Numbers in Dzambazi Romani

Learn numbers in Dzambazi Romani

Knowing numbers in Dzambazi Romani is probably one of the most useful things you can learn to say, write and understand in Dzambazi Romani. Learning to count in Dzambazi Romani may appeal to you just as a simple curiosity or be something you really need. Perhaps you have planned a trip to a country where Dzambazi Romani is the most widely spoken language, and you want to be able to shop and even bargain with a good knowledge of numbers in Dzambazi Romani.

It's also useful for guiding you through street numbers. You'll be able to better understand the directions to places and everything expressed in numbers, such as the times when public transportation leaves. Can you think of more reasons to learn numbers in Dzambazi Romani?

Balkan Romani (Rromani) is a dialectal group of the Romani Indo-European language from the Indo-Aryan group, spoken by the Romani people. Džambazi Romani belongs to the southern Balkan sub-dialectal group, and counts about 20,000 speakers. The dialect described here is spoken in Macedonia.Due to lack of data, we can only count accurately up to 1,000,000 in Dzambazi Romani. Please contact me if you can help me counting up from that limit.

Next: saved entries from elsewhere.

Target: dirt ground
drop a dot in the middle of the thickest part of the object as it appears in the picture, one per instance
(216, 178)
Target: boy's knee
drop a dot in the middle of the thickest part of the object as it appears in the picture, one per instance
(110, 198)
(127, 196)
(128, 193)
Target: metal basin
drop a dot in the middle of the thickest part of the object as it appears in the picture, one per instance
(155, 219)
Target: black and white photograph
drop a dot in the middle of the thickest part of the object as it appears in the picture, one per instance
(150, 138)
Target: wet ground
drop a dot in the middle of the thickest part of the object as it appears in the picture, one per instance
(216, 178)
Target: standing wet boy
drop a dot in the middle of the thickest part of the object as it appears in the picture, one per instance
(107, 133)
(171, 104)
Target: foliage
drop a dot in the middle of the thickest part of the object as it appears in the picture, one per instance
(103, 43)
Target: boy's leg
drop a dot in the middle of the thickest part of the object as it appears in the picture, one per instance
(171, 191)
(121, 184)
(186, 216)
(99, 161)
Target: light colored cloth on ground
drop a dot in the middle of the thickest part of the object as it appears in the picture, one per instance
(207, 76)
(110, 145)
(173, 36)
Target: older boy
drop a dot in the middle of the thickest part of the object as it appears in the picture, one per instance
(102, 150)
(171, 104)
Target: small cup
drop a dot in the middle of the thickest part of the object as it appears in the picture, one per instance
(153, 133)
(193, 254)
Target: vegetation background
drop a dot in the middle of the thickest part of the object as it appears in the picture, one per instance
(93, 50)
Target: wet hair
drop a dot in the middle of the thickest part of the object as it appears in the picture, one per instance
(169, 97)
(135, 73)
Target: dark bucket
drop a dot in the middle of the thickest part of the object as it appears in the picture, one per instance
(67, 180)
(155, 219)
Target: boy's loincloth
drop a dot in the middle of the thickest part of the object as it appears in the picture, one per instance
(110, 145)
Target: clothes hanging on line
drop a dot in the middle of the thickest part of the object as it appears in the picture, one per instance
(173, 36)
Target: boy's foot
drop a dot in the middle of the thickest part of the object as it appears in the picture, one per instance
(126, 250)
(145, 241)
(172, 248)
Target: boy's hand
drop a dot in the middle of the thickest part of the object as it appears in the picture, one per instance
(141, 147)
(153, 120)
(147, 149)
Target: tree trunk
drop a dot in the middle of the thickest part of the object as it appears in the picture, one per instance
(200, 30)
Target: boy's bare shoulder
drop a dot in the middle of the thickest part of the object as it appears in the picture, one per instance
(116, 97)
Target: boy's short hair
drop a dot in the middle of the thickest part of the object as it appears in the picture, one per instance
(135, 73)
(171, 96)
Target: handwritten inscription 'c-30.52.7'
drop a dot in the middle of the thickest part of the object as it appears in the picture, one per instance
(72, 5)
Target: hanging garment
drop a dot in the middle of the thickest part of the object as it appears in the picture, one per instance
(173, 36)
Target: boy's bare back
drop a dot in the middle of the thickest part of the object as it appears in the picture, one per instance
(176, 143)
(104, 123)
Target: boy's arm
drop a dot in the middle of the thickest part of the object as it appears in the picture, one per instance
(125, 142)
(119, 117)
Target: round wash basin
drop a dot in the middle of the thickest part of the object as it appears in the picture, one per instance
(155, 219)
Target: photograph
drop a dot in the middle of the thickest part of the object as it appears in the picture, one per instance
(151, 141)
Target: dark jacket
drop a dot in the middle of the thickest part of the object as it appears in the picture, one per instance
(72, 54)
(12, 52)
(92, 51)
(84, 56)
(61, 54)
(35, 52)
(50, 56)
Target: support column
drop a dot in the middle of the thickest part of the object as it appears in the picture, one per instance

List of numbers in Dzambazi Romani

Here is a list of numbers in Dzambazi Romani. We have made for you a list with all the numbers in Dzambazi Romani from 1 to 20. We have also included the tens up to the number 100, so that you know how to count up to 100 in Dzambazi Romani. We also close the list by showing you what the number 1000 looks like in Dzambazi Romani.

  • 1) jekh
  • 2) duj
  • 3) trin
  • 4) štar
  • 5) pandž
  • 6) šov
  • 7) efta
  • 8) oxto
  • 9) iňa
  • 10) deš
  • 11) dešujekh
  • 12) dešuduj
  • 13) dešutrin
  • 14) dešuštar
  • 15) dešupandž
  • 16) dešušov
  • 17) dešuefta
  • 18) dešuoxto
  • 19) dešuiňa
  • 20) biš
  • 30) tranda
  • 40) saranda
  • 50) pinda
  • 60) šovardeš
  • 70) eftavardeš
  • 80) oxtovardeš
  • 90) iňavardeš
  • 100) šel
  • 1,000) miľa
  • one million) milioni

Numbers in Dzambazi Romani: Dzambazi Romani numbering rules

Each culture has specific peculiarities that are expressed in its language and its way of counting. The Dzambazi Romani is no exception. If you want to learn numbers in Dzambazi Romani you will have to learn a series of rules that we will explain below. If you apply these rules you will soon find that you will be able to count in Dzambazi Romani with ease.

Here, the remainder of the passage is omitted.